0

I have added advertisements to my website which have quite some conditions to meet before delivering to a browsing user. Here's a detailed explanation:

These are the fields that require explaining:

start is by default '0000-00-00' and it indicates whether the ad has been yet paid or not. When an ad payment is accepted start is set to the day after, or any date the customer choses.

impresssions is respectively the remaining impressions of the advertisement

impressions_total and impressions_perday are self explanatory

and the other fields used in the query are just fields that validate whether the user falls into the specifications of the advertisement's auditory

An advertisement has to be paid to start displaying in the first place, however it can be set to start on a future date so the start value will be set but the ad shouldn't show up before it is time to. Then since customers can limit impressions per day I need to pick up only advertisements that have enough impressions for the day in progress. For example if an advertisement is started in 30/08/2013 with 10,000 impressions and 2,000 impressions per day then it shouldn't be able to show up today (31/08/2013) if it has less than 6,000 impressions because it's the second day of the campaign. As well as if the term period is say 5 days, and 5 days have passed, the advertisement has to be shown regardless of remaining impressions. Then there are those other comparisons to validate that the user is fit for this ad to display and the whole thing gets so complicated.

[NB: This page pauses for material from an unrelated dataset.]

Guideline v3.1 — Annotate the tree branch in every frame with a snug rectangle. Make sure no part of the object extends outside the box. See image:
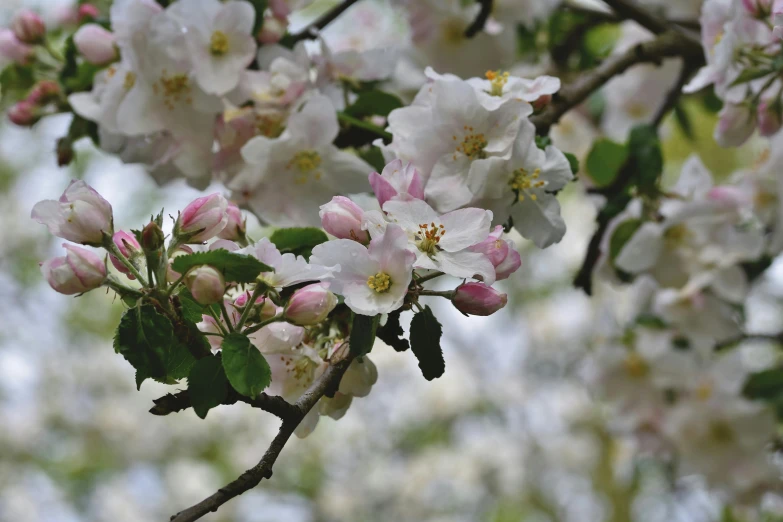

I am not quite good with mysql, although I have managed to construct a working query I am very concerned about optimizing it. I am most certain that the methods I have used are highly inefficient but I couldn't find a better way online. That's why I'm asking this question here, if anyone can help me improve the performance of this query?

SELECT `fields`,
FROM `ads` 
WHERE (`impressions`>0 && `start`!='0000-00-00')
AND `start`<CURDATE() AND 
    (
        `impressions`>(`impressions_total`-(CONVERT(CURDATE()-date(`start`), UNSIGNED)*`impressions_perday`)) 
        OR (`impressions_total`/`impressions_perday` < CURDATE()-date(`start`))

        -- this is the part where I validate the impressions for the day
        -- and am most concerned that I haven't built correctly
    )
AND
(
    (
        (YEAR(NOW())-YEAR("user's birthday") BETWEEN `ageMIN` AND `ageMax`) 
        AND (`sex`=2 OR `sex`="user's gender")
        AND (`country`='' OR `country`="user's country")
    ) OR `applyToUnregistered` = 1
)
ORDER BY $random_order -- Generate random order pattern

Schema:

CREATE TABLE `ads` (  
  `id` int(11) unsigned NOT NULL AUTO_INCREMENT,
  `headline` varchar(25) NOT NULL,
  `text` varchar(90) NOT NULL,
  `url` varchar(50) NOT NULL,
  `country` varchar(2) DEFAULT '0',
  `ageMIN` tinyint(2) unsigned NOT NULL,
  `ageMax` tinyint(2) unsigned NOT NULL,
  `sex` tinyint(1) unsigned NOT NULL DEFAULT '2',
  `applyToUnregistered` tinyint(1) unsigned NOT NULL DEFAULT '0',
  `creator` int(10) unsigned NOT NULL,
  `created` int(10) unsigned NOT NULL,
  `start` date NOT NULL,
  `impressions_total` int(10) unsigned NOT NULL,
  `impressions_perday` mediumint(8) unsigned NOT NULL,
  `impressions` int(10) unsigned NOT NULL,
  PRIMARY KEY (`id`)
) ENGINE=MyISAM AUTO_INCREMENT=27 DEFAULT CHARSET=utf8
php_nub_qq
  • 15,199
  • 21
  • 74
  • 144
  • 2
    **Don't quote/backtick your column names.** They only add visual clutter and are just one more way for you to make syntax errors. The only reason you need them is if you have a column name that is a reserved word, and using column names that are reserved words is a terrible idea, so that's two bad habits you can avoid at once. – Andy Lester Aug 31 '13 at 14:31
  • Optimization is difficult without the schema. Please post the create table syntax. – zevra0 Aug 31 '13 at 14:51

1 Answers1

1

You have a very complicated query from an optimization perspective.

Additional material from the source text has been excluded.